Define a single class to collect the args for all table update commands.

tables: list[str][source]
schema: bool = False[source]
row_counts: bool = False[source]
clobber: bool = False[source]
pudl.scripts.dbt_helper.update_tables(tables: list[str], clobber: bool, schema: bool, row_counts: bool)[source]

Add or update dbt schema configs and row count expectations for PUDL tables.

The tables argument can be a single table name, a list of table names, or ‘all’. If ‘all’ the script will update configurations for for all PUDL tables.

If --clobber is set, existing configurations for tables will be overwritten. if this does not result in deletions.

pudl.scripts.dbt_helper.validate(select: str | None = None, asset_select: str | None = None, exclude: str | None = None, dry_run: bool = False) None[source]

Validate a selection of dbt nodes.

Wraps the dbt build command line so we can annotate the result with the actual data that was returned from the test query.
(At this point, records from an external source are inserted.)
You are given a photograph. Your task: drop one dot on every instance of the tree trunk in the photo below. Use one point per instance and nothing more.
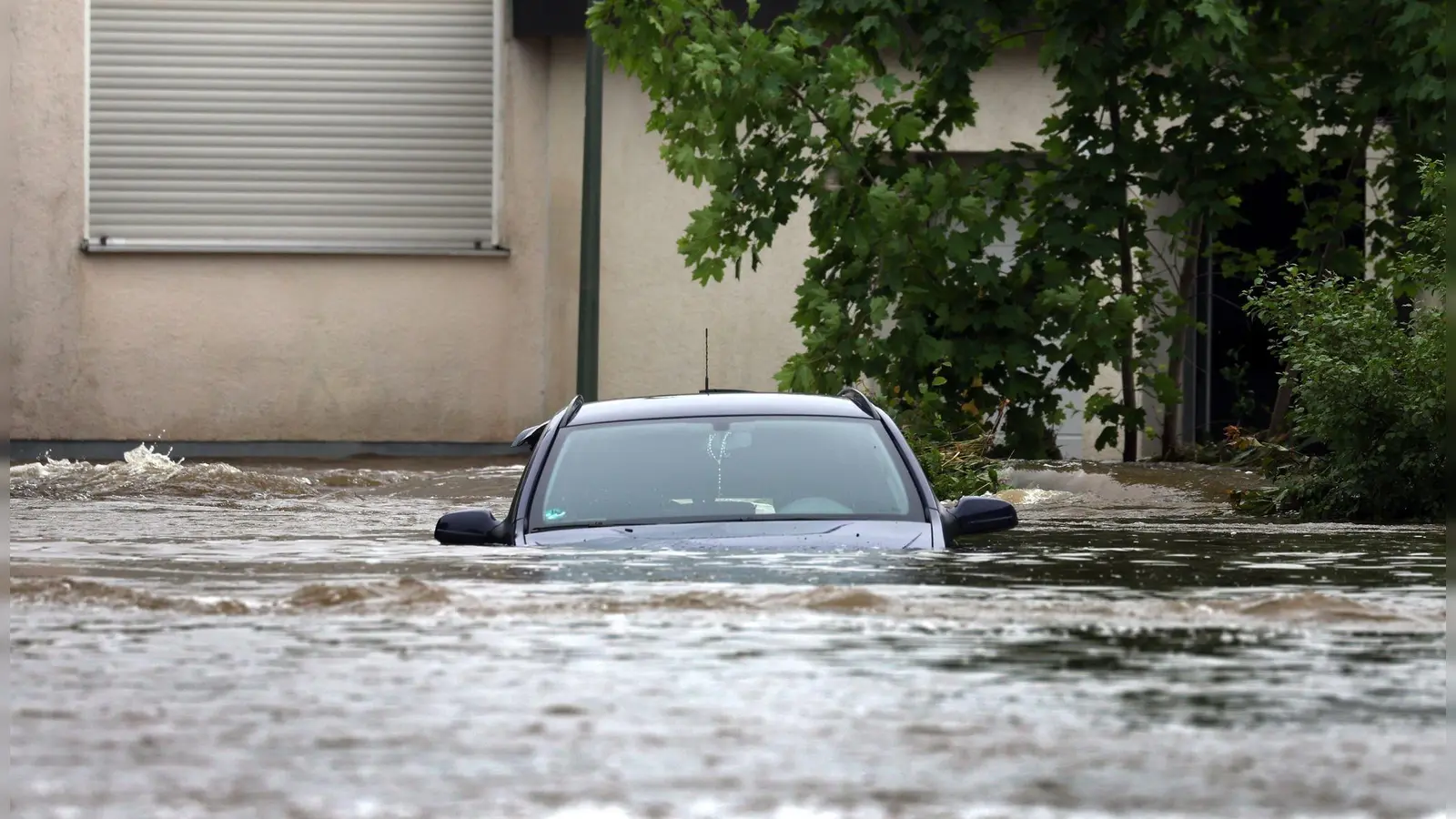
(1187, 278)
(1130, 428)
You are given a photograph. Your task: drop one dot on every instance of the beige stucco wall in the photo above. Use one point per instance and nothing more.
(652, 314)
(217, 347)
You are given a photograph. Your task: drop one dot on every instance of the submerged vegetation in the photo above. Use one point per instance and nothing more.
(956, 460)
(1368, 428)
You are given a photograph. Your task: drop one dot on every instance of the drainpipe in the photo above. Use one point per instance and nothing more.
(589, 300)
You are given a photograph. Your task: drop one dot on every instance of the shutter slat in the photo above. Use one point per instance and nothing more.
(317, 121)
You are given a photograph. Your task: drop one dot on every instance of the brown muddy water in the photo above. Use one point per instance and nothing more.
(211, 640)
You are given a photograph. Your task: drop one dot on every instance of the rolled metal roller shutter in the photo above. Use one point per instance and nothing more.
(291, 124)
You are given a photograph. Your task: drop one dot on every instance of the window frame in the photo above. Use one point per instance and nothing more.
(533, 521)
(92, 244)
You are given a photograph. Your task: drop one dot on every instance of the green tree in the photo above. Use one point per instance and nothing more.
(1158, 98)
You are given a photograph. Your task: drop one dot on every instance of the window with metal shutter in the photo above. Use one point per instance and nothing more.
(327, 126)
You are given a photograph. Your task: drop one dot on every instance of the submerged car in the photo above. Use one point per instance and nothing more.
(725, 470)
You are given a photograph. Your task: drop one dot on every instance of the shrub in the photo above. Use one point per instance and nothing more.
(1369, 423)
(954, 458)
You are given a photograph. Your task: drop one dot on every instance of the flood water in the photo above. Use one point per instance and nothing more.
(284, 640)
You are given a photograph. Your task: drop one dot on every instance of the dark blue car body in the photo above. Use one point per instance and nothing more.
(936, 531)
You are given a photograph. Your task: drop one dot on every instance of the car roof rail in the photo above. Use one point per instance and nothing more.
(861, 399)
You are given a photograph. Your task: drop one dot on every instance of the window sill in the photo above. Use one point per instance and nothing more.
(288, 248)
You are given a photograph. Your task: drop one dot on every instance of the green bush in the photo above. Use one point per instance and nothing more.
(954, 458)
(1369, 423)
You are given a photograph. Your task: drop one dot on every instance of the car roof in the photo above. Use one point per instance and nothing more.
(727, 402)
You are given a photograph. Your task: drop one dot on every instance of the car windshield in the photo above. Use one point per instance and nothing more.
(728, 468)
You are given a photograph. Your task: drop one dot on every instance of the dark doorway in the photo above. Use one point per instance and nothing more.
(1239, 375)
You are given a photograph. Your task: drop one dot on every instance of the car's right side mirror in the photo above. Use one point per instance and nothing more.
(979, 516)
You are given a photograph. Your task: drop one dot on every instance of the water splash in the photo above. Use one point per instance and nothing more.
(150, 472)
(411, 595)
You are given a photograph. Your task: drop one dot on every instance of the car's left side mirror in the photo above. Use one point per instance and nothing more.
(979, 516)
(472, 528)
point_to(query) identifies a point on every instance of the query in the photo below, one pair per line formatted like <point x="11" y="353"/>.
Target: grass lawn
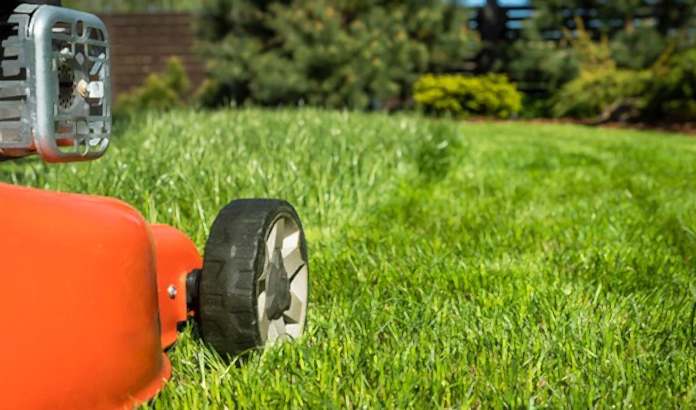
<point x="452" y="264"/>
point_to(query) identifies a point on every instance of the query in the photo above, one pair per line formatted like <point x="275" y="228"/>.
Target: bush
<point x="457" y="95"/>
<point x="161" y="91"/>
<point x="672" y="93"/>
<point x="597" y="94"/>
<point x="340" y="54"/>
<point x="665" y="92"/>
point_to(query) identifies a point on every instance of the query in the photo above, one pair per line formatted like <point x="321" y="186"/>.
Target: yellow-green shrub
<point x="454" y="94"/>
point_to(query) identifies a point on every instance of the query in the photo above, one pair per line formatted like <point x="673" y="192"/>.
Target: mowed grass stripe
<point x="453" y="264"/>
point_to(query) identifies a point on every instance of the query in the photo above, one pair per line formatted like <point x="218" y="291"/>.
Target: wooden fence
<point x="142" y="43"/>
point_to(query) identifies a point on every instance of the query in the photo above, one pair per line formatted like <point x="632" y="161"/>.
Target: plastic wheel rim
<point x="283" y="239"/>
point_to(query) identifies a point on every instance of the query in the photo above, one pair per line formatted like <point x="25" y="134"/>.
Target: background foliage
<point x="329" y="53"/>
<point x="458" y="95"/>
<point x="161" y="91"/>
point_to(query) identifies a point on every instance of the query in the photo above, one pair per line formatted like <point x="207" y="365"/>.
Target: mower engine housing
<point x="55" y="88"/>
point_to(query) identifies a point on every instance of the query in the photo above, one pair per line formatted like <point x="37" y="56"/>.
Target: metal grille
<point x="15" y="129"/>
<point x="55" y="92"/>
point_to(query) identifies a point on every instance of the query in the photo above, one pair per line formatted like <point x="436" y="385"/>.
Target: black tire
<point x="231" y="281"/>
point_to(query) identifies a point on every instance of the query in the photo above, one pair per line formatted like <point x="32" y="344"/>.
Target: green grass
<point x="453" y="264"/>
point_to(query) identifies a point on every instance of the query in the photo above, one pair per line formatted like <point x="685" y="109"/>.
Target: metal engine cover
<point x="55" y="89"/>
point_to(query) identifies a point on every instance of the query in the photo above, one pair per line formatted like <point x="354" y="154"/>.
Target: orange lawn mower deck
<point x="92" y="293"/>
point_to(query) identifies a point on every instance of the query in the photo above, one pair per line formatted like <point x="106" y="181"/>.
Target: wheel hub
<point x="278" y="287"/>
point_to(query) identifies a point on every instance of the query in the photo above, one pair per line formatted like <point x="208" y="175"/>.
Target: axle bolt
<point x="171" y="291"/>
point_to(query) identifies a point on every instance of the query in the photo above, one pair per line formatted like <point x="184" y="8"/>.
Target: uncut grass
<point x="452" y="264"/>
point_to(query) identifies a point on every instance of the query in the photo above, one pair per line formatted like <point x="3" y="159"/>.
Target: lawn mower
<point x="93" y="295"/>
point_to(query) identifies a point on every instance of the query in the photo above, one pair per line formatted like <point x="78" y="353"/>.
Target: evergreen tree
<point x="341" y="53"/>
<point x="637" y="33"/>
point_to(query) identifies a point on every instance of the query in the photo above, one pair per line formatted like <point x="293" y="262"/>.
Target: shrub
<point x="672" y="93"/>
<point x="602" y="94"/>
<point x="340" y="54"/>
<point x="491" y="94"/>
<point x="665" y="92"/>
<point x="161" y="91"/>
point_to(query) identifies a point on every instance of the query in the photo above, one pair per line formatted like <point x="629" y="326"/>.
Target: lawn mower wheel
<point x="253" y="288"/>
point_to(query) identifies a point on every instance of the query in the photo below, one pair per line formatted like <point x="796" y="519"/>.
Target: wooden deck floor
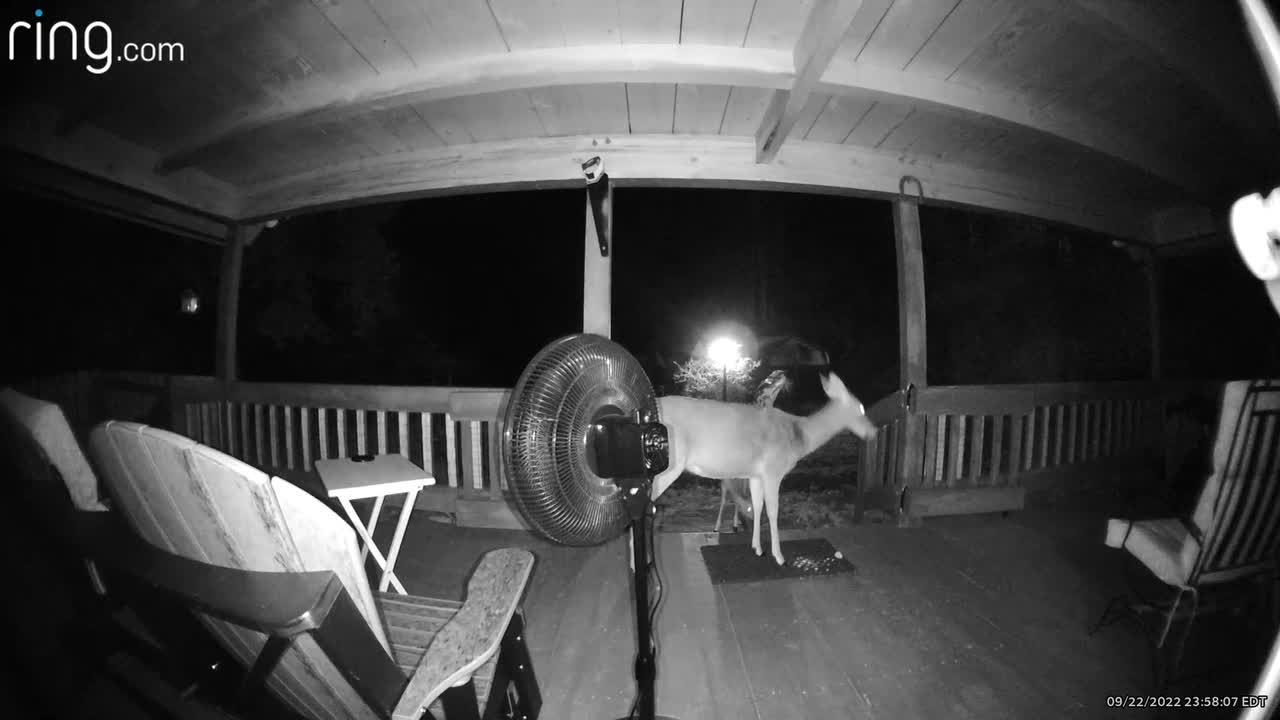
<point x="961" y="618"/>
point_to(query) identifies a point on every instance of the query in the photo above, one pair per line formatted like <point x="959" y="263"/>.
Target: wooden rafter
<point x="1136" y="23"/>
<point x="685" y="160"/>
<point x="96" y="165"/>
<point x="821" y="37"/>
<point x="670" y="64"/>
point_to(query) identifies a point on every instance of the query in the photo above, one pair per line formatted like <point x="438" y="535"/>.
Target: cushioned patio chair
<point x="71" y="628"/>
<point x="283" y="588"/>
<point x="1234" y="529"/>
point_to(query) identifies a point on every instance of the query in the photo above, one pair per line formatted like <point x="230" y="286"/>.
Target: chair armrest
<point x="277" y="604"/>
<point x="474" y="633"/>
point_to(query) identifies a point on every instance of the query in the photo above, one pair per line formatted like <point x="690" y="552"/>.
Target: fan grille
<point x="544" y="440"/>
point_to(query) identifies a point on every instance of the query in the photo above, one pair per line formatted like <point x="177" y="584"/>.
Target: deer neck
<point x="821" y="427"/>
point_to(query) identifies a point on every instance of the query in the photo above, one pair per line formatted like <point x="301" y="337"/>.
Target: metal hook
<point x="919" y="187"/>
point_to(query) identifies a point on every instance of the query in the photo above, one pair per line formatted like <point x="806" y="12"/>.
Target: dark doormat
<point x="736" y="561"/>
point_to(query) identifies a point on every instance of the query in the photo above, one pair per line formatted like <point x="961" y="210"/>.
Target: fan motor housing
<point x="626" y="447"/>
<point x="581" y="434"/>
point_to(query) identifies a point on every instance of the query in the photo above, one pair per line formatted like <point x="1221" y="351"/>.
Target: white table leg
<point x="369" y="541"/>
<point x="373" y="525"/>
<point x="389" y="574"/>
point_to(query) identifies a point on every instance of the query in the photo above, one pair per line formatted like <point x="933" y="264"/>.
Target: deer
<point x="727" y="440"/>
<point x="736" y="488"/>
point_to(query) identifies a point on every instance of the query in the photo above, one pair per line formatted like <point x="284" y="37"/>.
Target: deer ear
<point x="833" y="386"/>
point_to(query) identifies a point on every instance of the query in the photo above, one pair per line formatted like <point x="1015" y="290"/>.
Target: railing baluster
<point x="496" y="484"/>
<point x="451" y="451"/>
<point x="955" y="447"/>
<point x="931" y="450"/>
<point x="1105" y="428"/>
<point x="426" y="443"/>
<point x="476" y="450"/>
<point x="997" y="447"/>
<point x="257" y="431"/>
<point x="274" y="433"/>
<point x="306" y="437"/>
<point x="323" y="425"/>
<point x="1072" y="434"/>
<point x="976" y="442"/>
<point x="1015" y="446"/>
<point x="342" y="431"/>
<point x="288" y="436"/>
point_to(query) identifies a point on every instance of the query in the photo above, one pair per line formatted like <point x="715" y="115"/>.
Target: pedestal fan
<point x="581" y="443"/>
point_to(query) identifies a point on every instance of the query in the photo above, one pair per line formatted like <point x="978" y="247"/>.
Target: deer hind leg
<point x="675" y="466"/>
<point x="771" y="502"/>
<point x="757" y="504"/>
<point x="723" y="501"/>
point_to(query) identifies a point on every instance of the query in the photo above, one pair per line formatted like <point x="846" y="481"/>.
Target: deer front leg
<point x="757" y="502"/>
<point x="771" y="502"/>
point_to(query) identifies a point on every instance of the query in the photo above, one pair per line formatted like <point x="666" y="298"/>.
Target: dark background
<point x="465" y="290"/>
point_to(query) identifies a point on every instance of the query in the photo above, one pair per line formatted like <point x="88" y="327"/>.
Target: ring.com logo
<point x="96" y="40"/>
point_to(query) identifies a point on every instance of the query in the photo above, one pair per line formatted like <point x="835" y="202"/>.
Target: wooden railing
<point x="981" y="445"/>
<point x="940" y="450"/>
<point x="451" y="432"/>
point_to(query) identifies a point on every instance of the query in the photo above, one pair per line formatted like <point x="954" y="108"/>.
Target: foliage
<point x="700" y="377"/>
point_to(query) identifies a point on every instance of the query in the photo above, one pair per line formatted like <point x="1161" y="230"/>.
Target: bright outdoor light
<point x="725" y="351"/>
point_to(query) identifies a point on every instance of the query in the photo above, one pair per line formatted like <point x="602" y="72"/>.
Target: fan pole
<point x="638" y="506"/>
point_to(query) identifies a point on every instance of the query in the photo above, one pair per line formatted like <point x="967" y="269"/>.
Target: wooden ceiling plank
<point x="590" y="22"/>
<point x="822" y="35"/>
<point x="498" y="115"/>
<point x="650" y="108"/>
<point x="906" y="27"/>
<point x="684" y="159"/>
<point x="777" y="24"/>
<point x="435" y="31"/>
<point x="443" y="118"/>
<point x="745" y="110"/>
<point x="865" y="22"/>
<point x="324" y="50"/>
<point x="812" y="112"/>
<point x="529" y="24"/>
<point x="878" y="123"/>
<point x="840" y="115"/>
<point x="1087" y="131"/>
<point x="696" y="65"/>
<point x="649" y="21"/>
<point x="716" y="22"/>
<point x="365" y="31"/>
<point x="700" y="108"/>
<point x="967" y="27"/>
<point x="408" y="126"/>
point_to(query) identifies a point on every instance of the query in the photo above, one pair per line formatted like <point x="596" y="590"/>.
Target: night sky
<point x="465" y="290"/>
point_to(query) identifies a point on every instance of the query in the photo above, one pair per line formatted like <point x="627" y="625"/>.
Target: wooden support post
<point x="1151" y="269"/>
<point x="228" y="302"/>
<point x="912" y="343"/>
<point x="597" y="274"/>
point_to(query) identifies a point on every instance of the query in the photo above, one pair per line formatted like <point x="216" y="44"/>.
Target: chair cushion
<point x="412" y="623"/>
<point x="1164" y="546"/>
<point x="48" y="425"/>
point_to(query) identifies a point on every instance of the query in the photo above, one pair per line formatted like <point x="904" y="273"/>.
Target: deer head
<point x="850" y="411"/>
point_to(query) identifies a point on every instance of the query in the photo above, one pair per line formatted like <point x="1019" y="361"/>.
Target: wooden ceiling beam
<point x="109" y="163"/>
<point x="823" y="31"/>
<point x="670" y="64"/>
<point x="1176" y="44"/>
<point x="40" y="178"/>
<point x="685" y="160"/>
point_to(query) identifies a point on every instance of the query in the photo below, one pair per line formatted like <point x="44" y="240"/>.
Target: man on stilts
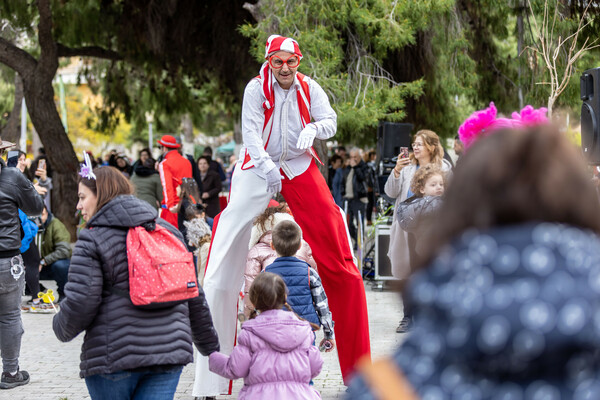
<point x="277" y="156"/>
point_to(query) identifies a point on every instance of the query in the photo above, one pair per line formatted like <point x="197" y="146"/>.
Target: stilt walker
<point x="277" y="156"/>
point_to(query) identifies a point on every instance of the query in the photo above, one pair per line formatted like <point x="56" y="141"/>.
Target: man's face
<point x="285" y="74"/>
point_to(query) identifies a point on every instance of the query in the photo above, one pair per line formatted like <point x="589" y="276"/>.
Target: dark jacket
<point x="56" y="241"/>
<point x="16" y="192"/>
<point x="507" y="313"/>
<point x="359" y="180"/>
<point x="295" y="273"/>
<point x="120" y="336"/>
<point x="212" y="185"/>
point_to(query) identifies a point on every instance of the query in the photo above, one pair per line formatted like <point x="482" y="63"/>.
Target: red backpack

Understands how to translate Dagster asset selection syntax into dbt node selections via the –asset-select flag.

Default behavior if you do not pass –asset-select or –select is to validate everything.

Usage examples:

Run all the checks for one asset:

$ dbt_helper validate –asset-select “key:out_eia__yearly_generators”

Run the checks for one specific dbt node:

$ dbt_helper validate –select “source:pudl_dbt.pudl.out_eia__yearly_generators”

Run checks for an asset and all its upstream dependencies:

$ dbt_helper validate –asset-select “+key:out_eia__yearly_generators”

Exclude the row count tests:

$ dbt_helper validate –asset-select “+key:out_eia__yearly_generators” –exclude “check_row_counts

pudl.scripts.dbt_helper.dbt_helper()[source]

Script for auto-generating dbt configuration and migrating existing tests.

This CLI currently provides the following sub-commands:

update-tables: which can update or create a dbt table (model) schema.yml file under the dbt/models repo. These configuration files tell dbt about the structure of the table and what data tests are specified for it. The script can also generate or update the expected row counts for existing tables, assuming they have been materialized to parquet files and are sitting in your $PUDL_OUTPUT directory.

validate: run validation tests for a selection of dbt nodes.

Run dbt_helper {command} --help for detailed usage on each command.